Fotobewerking: Kees Rutten

‘Vulkanen stoten ook CO2 uit.’ ‘Er was altijd al klimaatverandering.’ ‘Stikstof is juist goed voor planten.’ Desinformatie over klimaatverandering: Mario Veen weet er alles van en strijdt ertegen. Hij is hoofddocent binnen het lectoraat Communicatie in Digitale Transitie en lid van Climate Obstruction NL.

Journalisten, wetenschappers en veiligheidsprofessionals krijgen steeds meer mee te maken met nepnieuws over het klimaat. Mario Veen ontwierp een tool om professionals weerbaarder te maken tegen deze onwaarheden: ‘Zelfs een aantal van mijn collega’s aan de HU werd benaderd door organisaties die desinformatie verspreiden.’

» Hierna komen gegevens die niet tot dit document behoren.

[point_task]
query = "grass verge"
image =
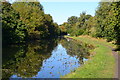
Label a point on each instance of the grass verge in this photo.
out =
(101, 65)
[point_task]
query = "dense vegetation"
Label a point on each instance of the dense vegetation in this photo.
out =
(105, 23)
(23, 21)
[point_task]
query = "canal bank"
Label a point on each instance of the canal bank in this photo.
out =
(101, 65)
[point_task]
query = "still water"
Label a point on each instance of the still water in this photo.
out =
(44, 58)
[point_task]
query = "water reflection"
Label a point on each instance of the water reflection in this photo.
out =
(43, 59)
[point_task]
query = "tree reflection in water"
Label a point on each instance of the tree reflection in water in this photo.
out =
(27, 60)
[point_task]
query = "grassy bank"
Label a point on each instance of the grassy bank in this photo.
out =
(101, 64)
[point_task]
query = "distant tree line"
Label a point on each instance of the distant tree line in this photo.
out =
(22, 21)
(105, 23)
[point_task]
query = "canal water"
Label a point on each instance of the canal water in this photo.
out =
(44, 58)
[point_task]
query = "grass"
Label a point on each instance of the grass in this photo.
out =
(101, 64)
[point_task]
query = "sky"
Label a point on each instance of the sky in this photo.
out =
(60, 11)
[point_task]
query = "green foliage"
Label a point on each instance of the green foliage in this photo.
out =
(12, 27)
(76, 25)
(23, 21)
(105, 23)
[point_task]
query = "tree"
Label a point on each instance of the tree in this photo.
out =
(13, 30)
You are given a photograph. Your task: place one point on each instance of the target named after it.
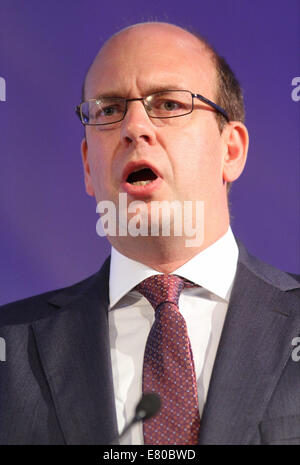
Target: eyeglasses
(163, 104)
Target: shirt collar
(214, 269)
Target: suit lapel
(75, 353)
(254, 348)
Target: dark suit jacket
(56, 383)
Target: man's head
(194, 156)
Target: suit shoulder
(38, 306)
(283, 280)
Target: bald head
(151, 39)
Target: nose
(137, 126)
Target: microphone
(147, 407)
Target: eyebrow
(150, 90)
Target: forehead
(148, 57)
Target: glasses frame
(219, 109)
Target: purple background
(48, 236)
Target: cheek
(100, 169)
(197, 166)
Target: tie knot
(161, 288)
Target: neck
(163, 254)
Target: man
(74, 368)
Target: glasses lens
(168, 104)
(103, 111)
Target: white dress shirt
(131, 317)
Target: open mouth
(141, 177)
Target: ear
(237, 141)
(86, 168)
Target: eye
(170, 105)
(109, 111)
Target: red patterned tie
(169, 366)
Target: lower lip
(141, 191)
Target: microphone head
(148, 406)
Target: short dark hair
(229, 94)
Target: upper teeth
(141, 183)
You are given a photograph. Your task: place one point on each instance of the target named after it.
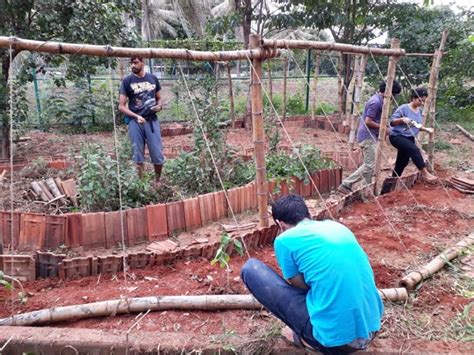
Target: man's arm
(123, 107)
(298, 281)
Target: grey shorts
(144, 133)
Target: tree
(348, 21)
(80, 21)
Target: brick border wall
(46, 264)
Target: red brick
(32, 231)
(93, 230)
(157, 222)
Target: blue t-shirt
(141, 93)
(343, 301)
(403, 129)
(373, 109)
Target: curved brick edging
(46, 264)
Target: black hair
(133, 58)
(396, 87)
(418, 92)
(290, 209)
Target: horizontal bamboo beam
(109, 51)
(156, 303)
(329, 46)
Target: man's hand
(157, 108)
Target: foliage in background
(98, 181)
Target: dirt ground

Het klimaat verandert helemaal niet, of niet meer dan anders!

Waarom deed je onderzoek naar klimaatdesinformatie?
‘Als filosoof was ik altijd al geïnteresseerd in de vraag waarom mensen geloven in complottheorieën. Zo voerde ik gesprekken met flat earthers en klimaatontkenners. Een van de oorzaken waardoor mensen in bizarre theorieën geloven is verkeerde informatie. Vervolgens zeggen mensen: “Het valt wel mee” of “Zo veel invloed heeft CO2-uitstoot niet.” Dat is ernstig, want klimaatdesinformatie zit de energietransitie in de weg.

Het gaat zelfs zo ver dat een aantal van mijn collega’s aan de HU werd benaderd door organisaties die desinformatie verspreiden. Een daarvan is Clintel, die banden heeft met Forum voor Democratie. In eerste instantie lijkt het heel onschuldig: je krijgt een e-mail met de vraag of je een keer op de koffie komt en wil luisteren naar de andere kant van het verhaal. Een keer kregen ze een uitnodiging om samen met hun studenten een complotfilm over klimaat bij te wonen. Ik zal niet zeggen hoe die heet, dat genereert alleen maar populariteit.

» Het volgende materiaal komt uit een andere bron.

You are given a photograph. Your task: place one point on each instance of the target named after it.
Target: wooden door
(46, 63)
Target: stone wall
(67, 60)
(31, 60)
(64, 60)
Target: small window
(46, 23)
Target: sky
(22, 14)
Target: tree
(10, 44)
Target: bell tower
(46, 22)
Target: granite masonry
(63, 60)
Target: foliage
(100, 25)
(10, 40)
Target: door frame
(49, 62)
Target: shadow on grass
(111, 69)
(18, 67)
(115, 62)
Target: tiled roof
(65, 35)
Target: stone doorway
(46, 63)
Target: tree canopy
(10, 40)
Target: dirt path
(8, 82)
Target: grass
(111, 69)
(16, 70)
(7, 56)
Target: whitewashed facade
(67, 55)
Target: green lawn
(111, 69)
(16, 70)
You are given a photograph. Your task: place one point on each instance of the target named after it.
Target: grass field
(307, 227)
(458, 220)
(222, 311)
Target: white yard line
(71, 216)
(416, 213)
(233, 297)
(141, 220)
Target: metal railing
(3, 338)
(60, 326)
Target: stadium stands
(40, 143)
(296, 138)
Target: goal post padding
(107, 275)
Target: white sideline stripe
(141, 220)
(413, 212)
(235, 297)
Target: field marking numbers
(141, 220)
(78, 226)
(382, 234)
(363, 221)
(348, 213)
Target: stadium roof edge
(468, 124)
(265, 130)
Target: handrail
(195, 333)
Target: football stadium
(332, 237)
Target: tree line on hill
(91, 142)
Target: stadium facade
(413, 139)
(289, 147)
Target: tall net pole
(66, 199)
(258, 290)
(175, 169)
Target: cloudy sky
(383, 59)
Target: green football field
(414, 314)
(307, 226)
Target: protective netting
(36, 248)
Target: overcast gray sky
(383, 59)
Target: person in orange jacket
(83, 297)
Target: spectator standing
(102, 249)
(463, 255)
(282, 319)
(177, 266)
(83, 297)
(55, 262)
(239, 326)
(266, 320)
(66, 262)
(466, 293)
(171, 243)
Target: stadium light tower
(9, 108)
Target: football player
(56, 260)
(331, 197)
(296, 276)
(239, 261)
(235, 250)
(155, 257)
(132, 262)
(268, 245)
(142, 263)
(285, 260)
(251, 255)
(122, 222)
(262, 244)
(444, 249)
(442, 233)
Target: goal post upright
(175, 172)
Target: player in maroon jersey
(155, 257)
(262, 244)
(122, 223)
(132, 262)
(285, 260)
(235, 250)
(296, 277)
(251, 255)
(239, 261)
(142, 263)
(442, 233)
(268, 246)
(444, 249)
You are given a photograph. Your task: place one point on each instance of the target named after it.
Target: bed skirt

Dit bracht me op het idee de kennis die we het afgelopen jaar opdeden binnen het lectoraat te delen binnen de HU, zodat ook medewerkers en studenten zich weerbaarder kunnen opstellen tegen klimaatdesinformatie. Wat moet je bijvoorbeeld zeggen als iemand beweert dat klimaatverandering niet door de mens veroorzaakt wordt?’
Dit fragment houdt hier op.